Barile sopra 100 dollari e Borse giù, il contraccolpo sui mercati
Roma, 13 apr. (askanews) – Inizio settimana inevitabilmente negativo per i mercati, dopo il fallimento delle trattative tra Usa e Iran e il persistere della chiusura dello snodo chiave dello Stretto di Hormuz.
A farne le spese innanzitutto i prezzi di petrolio e gas naturale, con il barile di oro ero tornato immediatamente al di sopra dei 100 dollari. Le borse europee hanno aperto tutte in ribasso e a metà mattina a Piazza Affari l’indice Ftse-Mib cede uno 0,79%.
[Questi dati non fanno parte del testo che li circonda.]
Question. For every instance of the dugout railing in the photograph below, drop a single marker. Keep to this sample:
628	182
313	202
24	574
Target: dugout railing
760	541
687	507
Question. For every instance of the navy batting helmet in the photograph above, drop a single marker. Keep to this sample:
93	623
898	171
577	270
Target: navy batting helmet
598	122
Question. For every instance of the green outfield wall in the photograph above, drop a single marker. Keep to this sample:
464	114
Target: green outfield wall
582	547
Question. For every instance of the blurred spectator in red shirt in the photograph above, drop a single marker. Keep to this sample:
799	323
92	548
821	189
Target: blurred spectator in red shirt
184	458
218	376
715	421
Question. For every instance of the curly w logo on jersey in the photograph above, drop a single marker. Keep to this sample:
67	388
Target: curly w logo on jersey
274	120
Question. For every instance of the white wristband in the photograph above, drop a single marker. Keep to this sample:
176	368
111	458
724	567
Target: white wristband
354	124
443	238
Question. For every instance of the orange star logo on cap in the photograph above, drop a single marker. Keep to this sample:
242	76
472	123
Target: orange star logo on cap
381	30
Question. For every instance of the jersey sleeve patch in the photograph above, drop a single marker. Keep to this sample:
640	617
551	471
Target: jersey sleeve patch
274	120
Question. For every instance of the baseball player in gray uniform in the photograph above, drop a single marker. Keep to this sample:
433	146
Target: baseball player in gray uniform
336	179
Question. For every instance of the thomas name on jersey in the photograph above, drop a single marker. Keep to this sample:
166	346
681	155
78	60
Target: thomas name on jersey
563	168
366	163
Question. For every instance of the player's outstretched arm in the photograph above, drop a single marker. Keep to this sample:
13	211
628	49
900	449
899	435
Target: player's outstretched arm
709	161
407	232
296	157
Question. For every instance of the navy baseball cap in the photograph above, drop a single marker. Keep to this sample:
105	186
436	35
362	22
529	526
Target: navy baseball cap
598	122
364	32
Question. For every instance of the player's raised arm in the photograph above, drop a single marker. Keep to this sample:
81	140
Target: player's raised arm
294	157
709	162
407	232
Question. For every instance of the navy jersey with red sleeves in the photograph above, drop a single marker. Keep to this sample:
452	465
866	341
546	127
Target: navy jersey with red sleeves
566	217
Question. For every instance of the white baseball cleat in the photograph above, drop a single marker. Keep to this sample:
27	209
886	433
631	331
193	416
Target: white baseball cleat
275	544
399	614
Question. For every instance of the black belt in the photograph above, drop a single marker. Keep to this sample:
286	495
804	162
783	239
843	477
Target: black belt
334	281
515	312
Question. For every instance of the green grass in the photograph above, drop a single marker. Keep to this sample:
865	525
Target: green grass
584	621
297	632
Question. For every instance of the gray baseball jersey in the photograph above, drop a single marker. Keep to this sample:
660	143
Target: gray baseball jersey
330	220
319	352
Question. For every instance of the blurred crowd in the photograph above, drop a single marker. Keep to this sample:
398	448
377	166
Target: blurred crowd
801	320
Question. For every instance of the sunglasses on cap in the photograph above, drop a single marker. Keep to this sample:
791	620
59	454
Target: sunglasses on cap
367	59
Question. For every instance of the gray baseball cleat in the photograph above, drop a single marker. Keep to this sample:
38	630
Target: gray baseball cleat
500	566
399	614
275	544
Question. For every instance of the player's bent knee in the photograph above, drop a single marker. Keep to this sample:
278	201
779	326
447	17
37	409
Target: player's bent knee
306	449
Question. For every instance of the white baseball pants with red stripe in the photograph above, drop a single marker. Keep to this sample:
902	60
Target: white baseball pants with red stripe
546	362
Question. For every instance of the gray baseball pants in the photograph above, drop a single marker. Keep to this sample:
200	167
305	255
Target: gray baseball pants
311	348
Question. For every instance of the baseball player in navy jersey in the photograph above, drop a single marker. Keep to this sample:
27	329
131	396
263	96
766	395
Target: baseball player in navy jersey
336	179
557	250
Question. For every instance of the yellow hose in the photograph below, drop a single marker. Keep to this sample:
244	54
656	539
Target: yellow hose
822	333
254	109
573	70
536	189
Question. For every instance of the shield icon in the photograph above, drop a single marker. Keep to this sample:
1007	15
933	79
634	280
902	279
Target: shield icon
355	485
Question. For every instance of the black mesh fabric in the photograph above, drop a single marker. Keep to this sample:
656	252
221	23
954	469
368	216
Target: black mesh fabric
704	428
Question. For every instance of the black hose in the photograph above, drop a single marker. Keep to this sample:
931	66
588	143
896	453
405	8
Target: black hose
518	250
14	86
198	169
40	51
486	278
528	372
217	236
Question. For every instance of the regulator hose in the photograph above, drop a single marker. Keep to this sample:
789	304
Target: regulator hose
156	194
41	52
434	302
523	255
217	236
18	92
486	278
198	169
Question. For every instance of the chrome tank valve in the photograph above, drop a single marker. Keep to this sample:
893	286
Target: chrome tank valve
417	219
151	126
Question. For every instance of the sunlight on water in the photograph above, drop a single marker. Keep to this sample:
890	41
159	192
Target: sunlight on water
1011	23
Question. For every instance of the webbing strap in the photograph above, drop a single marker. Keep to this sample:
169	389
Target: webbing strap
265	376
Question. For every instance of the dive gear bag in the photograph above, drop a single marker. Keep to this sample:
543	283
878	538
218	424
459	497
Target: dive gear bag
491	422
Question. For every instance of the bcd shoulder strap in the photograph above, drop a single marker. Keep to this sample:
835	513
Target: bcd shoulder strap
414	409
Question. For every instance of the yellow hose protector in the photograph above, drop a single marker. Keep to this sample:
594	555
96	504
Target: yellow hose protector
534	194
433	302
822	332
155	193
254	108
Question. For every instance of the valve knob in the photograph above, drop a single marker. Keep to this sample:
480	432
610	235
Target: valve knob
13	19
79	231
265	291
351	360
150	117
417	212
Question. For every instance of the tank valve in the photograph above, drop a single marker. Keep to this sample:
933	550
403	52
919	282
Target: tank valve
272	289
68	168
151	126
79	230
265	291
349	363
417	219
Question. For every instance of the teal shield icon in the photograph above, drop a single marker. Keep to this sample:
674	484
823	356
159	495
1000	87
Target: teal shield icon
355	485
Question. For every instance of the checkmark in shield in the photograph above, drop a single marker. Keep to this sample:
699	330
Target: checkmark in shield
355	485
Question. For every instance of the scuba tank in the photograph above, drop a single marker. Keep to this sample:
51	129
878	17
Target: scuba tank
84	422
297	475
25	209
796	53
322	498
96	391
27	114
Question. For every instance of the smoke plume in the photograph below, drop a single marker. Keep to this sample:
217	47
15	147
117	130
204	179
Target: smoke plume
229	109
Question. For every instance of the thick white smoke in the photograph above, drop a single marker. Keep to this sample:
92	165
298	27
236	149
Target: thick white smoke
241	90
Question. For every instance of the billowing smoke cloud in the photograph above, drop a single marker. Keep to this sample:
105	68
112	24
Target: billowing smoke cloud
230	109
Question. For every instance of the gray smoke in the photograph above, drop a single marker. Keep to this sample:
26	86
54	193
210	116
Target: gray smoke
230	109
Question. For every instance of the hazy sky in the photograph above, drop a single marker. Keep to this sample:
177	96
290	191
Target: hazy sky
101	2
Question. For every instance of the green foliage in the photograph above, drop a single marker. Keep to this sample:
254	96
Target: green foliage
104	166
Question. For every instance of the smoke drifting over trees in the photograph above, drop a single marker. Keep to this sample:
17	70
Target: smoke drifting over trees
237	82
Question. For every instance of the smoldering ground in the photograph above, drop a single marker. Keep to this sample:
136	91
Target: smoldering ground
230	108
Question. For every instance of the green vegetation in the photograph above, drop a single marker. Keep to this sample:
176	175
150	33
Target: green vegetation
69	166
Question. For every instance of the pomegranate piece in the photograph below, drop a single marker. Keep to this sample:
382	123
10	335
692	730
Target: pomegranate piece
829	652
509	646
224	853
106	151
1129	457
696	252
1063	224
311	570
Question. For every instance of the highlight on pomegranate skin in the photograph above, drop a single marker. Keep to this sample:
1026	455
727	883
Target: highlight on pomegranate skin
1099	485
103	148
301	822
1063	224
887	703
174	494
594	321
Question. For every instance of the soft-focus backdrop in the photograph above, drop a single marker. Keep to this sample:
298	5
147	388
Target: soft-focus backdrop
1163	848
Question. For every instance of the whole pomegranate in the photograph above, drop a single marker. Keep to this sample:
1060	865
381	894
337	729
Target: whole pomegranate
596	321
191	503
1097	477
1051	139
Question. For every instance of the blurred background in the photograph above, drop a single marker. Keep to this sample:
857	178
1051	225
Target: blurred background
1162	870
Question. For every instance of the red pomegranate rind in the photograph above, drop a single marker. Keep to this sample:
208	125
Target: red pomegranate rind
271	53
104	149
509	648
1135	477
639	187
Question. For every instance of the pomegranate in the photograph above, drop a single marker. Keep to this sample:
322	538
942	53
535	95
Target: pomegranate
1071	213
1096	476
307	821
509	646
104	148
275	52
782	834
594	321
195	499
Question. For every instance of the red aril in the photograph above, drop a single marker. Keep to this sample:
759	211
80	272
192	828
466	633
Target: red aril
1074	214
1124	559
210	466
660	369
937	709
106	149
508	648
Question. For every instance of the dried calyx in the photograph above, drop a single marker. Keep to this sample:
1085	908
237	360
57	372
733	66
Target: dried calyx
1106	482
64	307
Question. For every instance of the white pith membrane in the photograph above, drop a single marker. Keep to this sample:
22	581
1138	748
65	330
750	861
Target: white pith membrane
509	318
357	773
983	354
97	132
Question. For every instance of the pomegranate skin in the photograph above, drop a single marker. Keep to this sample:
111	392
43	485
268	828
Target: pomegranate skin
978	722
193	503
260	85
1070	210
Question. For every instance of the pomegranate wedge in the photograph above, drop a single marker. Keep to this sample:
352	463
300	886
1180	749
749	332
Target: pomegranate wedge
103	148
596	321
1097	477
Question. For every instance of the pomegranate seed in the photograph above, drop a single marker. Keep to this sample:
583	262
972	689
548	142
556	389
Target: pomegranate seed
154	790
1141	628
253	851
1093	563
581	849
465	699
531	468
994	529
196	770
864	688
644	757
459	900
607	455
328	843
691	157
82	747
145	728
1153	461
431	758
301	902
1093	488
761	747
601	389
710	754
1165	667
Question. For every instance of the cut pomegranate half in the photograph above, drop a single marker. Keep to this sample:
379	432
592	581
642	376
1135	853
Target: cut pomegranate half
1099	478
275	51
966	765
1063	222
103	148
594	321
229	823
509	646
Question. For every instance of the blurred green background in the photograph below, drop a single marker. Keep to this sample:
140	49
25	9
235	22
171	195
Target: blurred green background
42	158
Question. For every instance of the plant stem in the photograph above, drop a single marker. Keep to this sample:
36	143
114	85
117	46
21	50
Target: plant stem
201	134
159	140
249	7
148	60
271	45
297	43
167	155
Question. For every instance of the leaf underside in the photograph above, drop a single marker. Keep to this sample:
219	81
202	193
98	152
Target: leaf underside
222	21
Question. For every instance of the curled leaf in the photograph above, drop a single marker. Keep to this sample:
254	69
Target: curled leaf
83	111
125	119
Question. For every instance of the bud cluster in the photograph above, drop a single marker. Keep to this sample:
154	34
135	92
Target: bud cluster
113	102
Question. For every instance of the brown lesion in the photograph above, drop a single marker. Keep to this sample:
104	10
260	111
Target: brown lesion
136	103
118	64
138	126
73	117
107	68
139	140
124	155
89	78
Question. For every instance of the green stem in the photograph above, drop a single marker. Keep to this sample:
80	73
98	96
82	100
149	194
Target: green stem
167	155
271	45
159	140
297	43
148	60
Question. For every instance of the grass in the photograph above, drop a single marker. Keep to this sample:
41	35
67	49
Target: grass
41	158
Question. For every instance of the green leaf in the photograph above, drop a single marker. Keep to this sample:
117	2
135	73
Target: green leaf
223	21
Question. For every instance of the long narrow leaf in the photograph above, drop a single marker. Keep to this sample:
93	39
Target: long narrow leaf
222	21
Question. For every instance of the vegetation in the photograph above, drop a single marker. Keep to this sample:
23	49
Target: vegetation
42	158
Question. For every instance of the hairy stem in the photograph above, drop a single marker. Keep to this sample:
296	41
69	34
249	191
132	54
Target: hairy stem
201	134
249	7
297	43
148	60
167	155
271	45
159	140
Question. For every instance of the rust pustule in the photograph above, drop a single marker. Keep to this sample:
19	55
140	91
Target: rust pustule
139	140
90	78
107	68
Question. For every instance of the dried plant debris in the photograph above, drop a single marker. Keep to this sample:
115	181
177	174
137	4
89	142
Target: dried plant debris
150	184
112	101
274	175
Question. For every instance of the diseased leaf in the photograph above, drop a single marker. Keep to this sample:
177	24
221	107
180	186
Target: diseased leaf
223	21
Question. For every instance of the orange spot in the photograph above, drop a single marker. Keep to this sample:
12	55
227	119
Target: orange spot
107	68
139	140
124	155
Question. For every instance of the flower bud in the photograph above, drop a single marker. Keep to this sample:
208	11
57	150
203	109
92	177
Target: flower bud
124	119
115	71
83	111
Limitati i movimenti sui titoli di Stato, con i tassi sui Btp decennali in rialzo di circa 2 punti base base al 3,85% e il differenziale rispetto ai tassi dei Bund tedeschi equivalenti, lo “spread”, a 79 punti base.
Unica eccezione la borsa di Budapest, partita in netto rialzo dopo la vittoria elettorale dell’esponente dell’opposizione ungherese Peter Magyar. Nelle contrattazioni mattutine l’indice di riferimento (Bux) guadagna il 2,58%, mentre i rendimenti sui titoli di stato segnano netti calmieramenti (con un calo di oltre 40 punti base sulla scadenza decennale).
A metà mattina, il barile di Brent, il greggio di riferimento del mare del Nord balza del 6,82% a 101,69 dollari. Negli scambi dell’afterhours il West Texas Intermediate balza del 7,13 per cento a 103,46 dollari. I futures europei Ttf sul gas in prima consegna salgono del 7,4% a 46,85 ad Amsterdam.